Special prosecutor Hank Brennan cross-examined Dever, who said she had only a minor role in Read’s case.
“This was a routine shift for me, three-and-a-half years ago, at a desk that I was not asked to remember for … a year-and-a-half after the events of that day,” she testified.
Brennan said Dever appeared “nervous” during the interview, and Dever said she was not “nervous” as much as “confused” about why she was testifying. She repeated that defense attorneys pressured her to say she saw Higgins and Berkowitz “somewhere back there in the sallyport” with Read’s SUV, but said she told them it wasn’t a true recollection.
“They became very aggressive, they raised their voices, and the one word that I can very definitely remember is that they said that they were going to charge me with perjury,” Dever claimed. “To me, it feels like frustration that your legal counsel would go that route.”
Dever also rejected defense arguments that anybody in either the Canton or Boston police forces had influenced what she should or shouldn’t say from the stand. She informed the jurors she had experienced some “discomfort” with the defense’s alleged “attempts to ‘guide’ her testimony,” adding: “But I don’t feel any need to fall into it, because I’m here to provide the truth on the stand. That’s my livelihood.”

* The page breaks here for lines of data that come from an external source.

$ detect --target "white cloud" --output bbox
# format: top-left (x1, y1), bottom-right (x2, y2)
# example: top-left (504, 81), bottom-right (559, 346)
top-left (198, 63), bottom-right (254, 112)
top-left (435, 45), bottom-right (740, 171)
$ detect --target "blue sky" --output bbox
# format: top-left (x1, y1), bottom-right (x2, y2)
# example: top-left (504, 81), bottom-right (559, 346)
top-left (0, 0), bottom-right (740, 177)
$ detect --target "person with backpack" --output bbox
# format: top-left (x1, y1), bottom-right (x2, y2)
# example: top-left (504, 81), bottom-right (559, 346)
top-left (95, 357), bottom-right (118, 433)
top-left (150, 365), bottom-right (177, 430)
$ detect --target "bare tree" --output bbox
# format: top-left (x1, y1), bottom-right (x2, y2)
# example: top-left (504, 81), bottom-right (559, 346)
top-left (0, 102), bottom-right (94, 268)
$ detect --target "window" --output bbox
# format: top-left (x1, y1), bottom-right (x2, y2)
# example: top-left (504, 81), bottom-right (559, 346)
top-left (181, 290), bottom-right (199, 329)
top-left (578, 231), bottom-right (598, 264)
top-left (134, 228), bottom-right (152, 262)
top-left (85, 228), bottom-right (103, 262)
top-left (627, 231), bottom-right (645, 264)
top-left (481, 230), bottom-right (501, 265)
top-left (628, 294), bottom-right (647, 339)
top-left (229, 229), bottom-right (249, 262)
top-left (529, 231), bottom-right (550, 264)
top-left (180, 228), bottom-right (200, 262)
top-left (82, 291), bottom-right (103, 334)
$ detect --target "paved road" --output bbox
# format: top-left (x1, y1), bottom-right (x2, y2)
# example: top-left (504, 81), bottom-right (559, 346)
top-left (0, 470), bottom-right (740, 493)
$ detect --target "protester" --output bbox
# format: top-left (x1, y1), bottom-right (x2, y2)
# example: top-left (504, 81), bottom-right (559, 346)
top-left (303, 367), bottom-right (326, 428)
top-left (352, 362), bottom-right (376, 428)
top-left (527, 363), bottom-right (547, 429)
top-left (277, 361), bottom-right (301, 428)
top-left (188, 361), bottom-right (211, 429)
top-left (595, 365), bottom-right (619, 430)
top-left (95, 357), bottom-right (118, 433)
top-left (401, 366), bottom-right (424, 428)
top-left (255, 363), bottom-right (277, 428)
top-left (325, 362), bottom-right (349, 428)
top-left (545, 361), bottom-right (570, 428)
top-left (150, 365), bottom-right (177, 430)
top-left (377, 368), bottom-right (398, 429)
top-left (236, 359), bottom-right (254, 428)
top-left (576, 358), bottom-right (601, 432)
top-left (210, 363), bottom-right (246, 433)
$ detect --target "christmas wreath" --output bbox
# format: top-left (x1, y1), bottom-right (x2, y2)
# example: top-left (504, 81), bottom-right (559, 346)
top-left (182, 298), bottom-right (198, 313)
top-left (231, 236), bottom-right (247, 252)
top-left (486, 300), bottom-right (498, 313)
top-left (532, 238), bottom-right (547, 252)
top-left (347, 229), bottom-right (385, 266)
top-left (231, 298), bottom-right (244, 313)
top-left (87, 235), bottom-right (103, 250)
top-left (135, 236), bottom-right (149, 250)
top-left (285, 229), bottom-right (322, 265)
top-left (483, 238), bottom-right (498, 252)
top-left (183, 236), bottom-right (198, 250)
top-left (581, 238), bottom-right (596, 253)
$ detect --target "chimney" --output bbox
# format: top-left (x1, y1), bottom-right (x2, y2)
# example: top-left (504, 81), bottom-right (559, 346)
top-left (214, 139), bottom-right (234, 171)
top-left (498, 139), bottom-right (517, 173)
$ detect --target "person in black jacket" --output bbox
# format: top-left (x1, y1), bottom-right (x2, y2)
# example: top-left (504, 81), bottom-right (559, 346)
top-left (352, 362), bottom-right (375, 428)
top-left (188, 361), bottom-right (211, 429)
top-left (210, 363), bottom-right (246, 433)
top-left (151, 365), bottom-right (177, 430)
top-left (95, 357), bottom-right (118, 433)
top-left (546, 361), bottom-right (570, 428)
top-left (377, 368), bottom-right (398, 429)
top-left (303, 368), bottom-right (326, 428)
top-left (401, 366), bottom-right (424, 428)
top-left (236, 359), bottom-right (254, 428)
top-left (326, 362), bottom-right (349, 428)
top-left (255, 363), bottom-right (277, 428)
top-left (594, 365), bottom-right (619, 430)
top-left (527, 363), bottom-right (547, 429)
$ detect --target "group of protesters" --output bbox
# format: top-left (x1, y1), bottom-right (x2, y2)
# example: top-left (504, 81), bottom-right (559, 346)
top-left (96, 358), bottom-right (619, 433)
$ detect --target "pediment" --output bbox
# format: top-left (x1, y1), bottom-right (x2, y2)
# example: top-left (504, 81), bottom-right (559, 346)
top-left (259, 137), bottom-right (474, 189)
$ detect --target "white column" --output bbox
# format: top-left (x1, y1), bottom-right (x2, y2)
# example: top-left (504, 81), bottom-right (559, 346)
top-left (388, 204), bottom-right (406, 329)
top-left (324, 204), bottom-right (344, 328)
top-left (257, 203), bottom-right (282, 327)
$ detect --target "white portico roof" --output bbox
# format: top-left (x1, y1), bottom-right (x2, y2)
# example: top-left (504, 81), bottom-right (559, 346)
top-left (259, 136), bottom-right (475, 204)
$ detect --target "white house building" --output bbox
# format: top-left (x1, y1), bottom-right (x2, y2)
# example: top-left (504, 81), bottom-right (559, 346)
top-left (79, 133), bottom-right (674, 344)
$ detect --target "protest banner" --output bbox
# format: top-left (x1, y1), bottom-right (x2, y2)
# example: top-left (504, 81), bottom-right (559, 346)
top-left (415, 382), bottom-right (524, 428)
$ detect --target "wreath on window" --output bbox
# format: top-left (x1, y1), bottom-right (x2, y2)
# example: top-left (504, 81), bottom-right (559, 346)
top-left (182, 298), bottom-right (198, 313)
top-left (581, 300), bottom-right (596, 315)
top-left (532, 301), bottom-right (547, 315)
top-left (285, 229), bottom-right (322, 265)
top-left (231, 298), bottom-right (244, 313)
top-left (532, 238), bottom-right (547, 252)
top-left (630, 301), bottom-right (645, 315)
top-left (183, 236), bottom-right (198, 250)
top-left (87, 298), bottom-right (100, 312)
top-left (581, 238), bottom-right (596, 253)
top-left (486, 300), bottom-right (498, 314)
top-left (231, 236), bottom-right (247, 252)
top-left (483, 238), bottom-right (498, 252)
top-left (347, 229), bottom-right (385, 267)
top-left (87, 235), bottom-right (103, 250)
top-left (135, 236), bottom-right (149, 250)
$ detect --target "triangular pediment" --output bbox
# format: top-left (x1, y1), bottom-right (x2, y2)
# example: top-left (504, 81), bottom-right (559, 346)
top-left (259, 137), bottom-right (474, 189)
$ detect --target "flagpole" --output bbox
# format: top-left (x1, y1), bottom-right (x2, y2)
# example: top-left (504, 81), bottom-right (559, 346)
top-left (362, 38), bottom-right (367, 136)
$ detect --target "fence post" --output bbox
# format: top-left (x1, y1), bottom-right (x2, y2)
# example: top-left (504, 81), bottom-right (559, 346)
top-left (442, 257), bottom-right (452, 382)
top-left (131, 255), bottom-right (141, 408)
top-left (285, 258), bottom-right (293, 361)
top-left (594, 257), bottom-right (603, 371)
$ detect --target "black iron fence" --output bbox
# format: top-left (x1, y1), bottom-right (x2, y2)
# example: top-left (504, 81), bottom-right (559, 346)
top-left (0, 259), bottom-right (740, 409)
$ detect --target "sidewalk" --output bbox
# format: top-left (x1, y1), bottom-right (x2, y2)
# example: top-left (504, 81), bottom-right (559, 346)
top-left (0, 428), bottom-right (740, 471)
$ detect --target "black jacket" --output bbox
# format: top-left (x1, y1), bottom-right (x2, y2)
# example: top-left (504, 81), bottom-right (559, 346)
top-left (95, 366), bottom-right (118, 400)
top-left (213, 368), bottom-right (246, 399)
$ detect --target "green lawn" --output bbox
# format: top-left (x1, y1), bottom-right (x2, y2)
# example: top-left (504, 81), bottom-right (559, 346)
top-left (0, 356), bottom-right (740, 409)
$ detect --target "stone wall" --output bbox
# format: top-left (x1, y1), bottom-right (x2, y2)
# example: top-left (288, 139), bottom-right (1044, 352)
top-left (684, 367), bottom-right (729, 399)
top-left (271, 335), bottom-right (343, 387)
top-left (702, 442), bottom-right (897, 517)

On the way back to more questioning, Jackson noted that it’s not the role of lawyers representing criminal defendants to charge people with crimes, but rather that of prosecutors. No one, he said, ever threatened to charge Dever with perjury.
Jackson flubbed Dever’s last name in a subsequent question about whether the defense read from a report on her August 2023 law enforcement interview during a prior phone call with her.

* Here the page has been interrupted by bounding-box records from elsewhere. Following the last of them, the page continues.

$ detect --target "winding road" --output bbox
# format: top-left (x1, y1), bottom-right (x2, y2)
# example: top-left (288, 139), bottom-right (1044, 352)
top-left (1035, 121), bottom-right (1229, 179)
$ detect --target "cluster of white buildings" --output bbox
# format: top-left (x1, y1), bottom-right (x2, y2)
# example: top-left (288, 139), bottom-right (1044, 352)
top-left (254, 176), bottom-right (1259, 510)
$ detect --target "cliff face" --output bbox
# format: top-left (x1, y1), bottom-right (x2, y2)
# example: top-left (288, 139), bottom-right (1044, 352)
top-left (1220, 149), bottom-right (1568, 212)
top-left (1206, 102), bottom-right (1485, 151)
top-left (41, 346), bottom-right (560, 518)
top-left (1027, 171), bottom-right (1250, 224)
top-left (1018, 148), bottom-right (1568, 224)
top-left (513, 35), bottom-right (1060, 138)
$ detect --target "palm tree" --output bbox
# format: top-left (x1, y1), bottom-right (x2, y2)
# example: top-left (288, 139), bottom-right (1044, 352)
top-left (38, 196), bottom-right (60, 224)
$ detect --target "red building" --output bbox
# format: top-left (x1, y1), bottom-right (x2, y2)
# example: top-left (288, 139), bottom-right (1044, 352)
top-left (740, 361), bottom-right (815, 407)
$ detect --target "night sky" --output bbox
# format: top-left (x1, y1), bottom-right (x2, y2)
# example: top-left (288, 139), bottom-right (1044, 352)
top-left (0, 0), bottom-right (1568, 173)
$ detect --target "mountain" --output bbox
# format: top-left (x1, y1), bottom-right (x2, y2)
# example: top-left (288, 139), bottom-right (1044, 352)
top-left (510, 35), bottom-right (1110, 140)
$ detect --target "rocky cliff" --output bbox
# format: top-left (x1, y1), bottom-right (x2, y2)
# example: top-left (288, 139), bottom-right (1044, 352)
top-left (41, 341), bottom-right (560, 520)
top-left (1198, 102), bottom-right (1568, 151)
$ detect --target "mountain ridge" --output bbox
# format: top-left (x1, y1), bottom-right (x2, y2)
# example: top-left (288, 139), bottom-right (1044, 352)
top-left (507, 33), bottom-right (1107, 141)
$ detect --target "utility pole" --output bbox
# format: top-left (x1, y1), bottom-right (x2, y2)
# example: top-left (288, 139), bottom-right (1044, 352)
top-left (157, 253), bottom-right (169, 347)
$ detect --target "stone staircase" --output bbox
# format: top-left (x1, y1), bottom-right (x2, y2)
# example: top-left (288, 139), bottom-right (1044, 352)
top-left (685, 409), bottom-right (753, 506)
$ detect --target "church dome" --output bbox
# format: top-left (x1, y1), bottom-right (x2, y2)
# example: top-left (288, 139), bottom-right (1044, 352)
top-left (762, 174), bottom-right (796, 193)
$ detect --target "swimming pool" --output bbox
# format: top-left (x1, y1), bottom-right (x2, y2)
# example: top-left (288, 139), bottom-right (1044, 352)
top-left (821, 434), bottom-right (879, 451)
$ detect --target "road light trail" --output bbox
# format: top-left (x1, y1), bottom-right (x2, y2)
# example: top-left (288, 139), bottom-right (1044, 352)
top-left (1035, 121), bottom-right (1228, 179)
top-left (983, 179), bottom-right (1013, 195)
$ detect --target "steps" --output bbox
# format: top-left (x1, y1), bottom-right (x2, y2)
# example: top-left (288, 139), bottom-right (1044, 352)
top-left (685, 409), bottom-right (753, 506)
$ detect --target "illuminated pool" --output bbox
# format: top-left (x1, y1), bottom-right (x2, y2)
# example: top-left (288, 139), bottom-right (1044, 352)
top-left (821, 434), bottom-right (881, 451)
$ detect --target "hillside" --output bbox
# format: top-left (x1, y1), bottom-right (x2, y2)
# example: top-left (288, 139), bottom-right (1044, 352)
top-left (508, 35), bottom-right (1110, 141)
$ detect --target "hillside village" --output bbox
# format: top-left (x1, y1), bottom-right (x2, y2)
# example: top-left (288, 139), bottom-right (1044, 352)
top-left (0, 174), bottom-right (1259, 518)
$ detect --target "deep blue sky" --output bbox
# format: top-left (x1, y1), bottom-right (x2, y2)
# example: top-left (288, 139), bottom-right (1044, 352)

“You don’t know my name, and I don’t know yours,” Dever shot back.
She testified that she had not spoken with anyone since 2004 from the Norfolk County District Attorney’s Office about her role in Read’s case, however, she acknowledged that she maintained a personal friendship with prosecution witness Sarah Levinson, another guest who was at 34 Fairview Road following midnight, Jan. 29, 2022.
Dever admitted having seen “clips” from previous court hearings in Read’s case and said she didn’t know about witness sequestration orders that had been imposed during the retrial.
And in a subsequent question from Brennan, she also answered that she did not receive any “reward” or “consideration” for amending her account of the Canton police sallyport. She also added that she never could have spotted Read’s SUV in the garage since the car didn’t pull in until more than an hour after she had left.
The defense, she said, “did not want me to tell the truth.”
So Brennan had it confirmed that when Dever first told the tale, she wasn’t suggesting that Berkowitz and Higgins had done anything wrong, including evidence tampering or framing someone for a crime.
“Is there someone you’re covering for?” he asked.
“I have no one to protect,” Dever responded. Leaving the courthouse Monday as she spoke to reporters, Read refuted Dever’s assertion that Read’s attorneys had coerced her, saying the defense had only wanted Dever to “say back what she’d said to other law enforcement agencies under penalty of perjury.”
When Hicksao asked whether she was implying that Dever could have been manipulated into altering her testimony, Read answered, “I didn’t, she did. She was brought to the Boston police commissioner, she, her whole story changed, she recanted.”
Read said the defense had subpoenaed Dever “to testify as to what she reported to other authorities, and then we just needed her to be as truthful with us as she was with them. And now she is telling us that was a lie today.”